次の瞬間、アリスは凄まじい衝撃に言葉を失い、その場に凍りついた。

テントの周りには、アリスティアの住民たちが、まるでゴミのように雑多に、大量に地面に倒れ伏していた。

「みんな……っ!!」

アリスは悲鳴のような声を上げ、倒れている一人の住民の元へと駆け寄り、その身体を抱き起こした。

「そんな……嘘でしょ……っ! 目を開けて、お願い……!」

しかし、どれだけ揺さぶっても、返事はなかった。

アリスティアの住民たちは、誰も彼もが苦しむ暇すら与えられなかったかのように、魂を抜き取られた抜け殻となって、すでに全員が冷たく死に絶えていたのだ。

「なん……で……どうして、みんなが……っ」

あまりの凄惨な光景に、アリスは絶望の涙を流しながら、恐怖で思わず後退りした。

その時だった。

「ようやく目覚めた?」

不意に、何の気配もなく、すぐ背後から少女のような澄んだ声が響いた。

「えっ――」

アリスは心臓を跳ね上がらせ、弾かれたように後ろを振り向いた。

そこには、見覚えのある黒髪の少女が、死体の山の真ん中で退屈そうに佇んでいた。
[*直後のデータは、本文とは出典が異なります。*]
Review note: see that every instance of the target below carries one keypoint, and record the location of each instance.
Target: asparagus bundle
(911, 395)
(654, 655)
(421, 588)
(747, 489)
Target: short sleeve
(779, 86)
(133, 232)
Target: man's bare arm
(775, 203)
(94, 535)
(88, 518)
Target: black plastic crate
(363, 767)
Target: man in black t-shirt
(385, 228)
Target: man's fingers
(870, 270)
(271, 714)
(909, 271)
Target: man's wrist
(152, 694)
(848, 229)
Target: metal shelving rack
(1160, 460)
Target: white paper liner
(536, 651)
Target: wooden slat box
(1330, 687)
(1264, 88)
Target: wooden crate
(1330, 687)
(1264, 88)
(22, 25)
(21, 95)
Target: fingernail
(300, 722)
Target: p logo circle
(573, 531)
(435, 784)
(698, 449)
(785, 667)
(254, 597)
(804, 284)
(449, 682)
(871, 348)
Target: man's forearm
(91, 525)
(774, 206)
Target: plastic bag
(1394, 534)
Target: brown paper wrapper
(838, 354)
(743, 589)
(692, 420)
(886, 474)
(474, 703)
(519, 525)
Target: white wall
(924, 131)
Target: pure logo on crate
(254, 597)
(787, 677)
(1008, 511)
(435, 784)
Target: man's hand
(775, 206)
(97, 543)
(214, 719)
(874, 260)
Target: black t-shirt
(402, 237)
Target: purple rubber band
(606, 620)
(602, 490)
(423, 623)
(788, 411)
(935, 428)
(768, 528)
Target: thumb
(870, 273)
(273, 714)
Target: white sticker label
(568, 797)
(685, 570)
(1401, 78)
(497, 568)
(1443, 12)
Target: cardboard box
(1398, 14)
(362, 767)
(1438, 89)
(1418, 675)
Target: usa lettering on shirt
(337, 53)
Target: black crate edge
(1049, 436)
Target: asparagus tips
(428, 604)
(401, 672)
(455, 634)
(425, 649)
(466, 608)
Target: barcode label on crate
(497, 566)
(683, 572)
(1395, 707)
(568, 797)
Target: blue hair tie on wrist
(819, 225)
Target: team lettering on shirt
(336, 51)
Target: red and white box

アリスがよく知る、あの愛らしい精霊王の姿。

「オウちゃん……!」

アリスは思わずその名を叫び、駆け寄ろうとした。

だが――一歩を踏み出す直前、アリスの全身の細胞が、最大級の警鐘を鳴らした。

何かがおかしい。姿形は間違いなくオウなのに、その瞳から放たれているのは、世界を丸ごと飲み込もうとするような、底知れない禍々しい闇の魔力。目の前にいるのは、決して彼女の知る心優しい精霊王ではない。

「……違う。あなた……誰ですか……っ!?」

アリスは恐怖に顔を歪め、杖を構えながら鋭く問いかけた。

オウの姿をしたモノは、口元を裂けんばかりに歪に釣り上げると、楽しそうに笑った。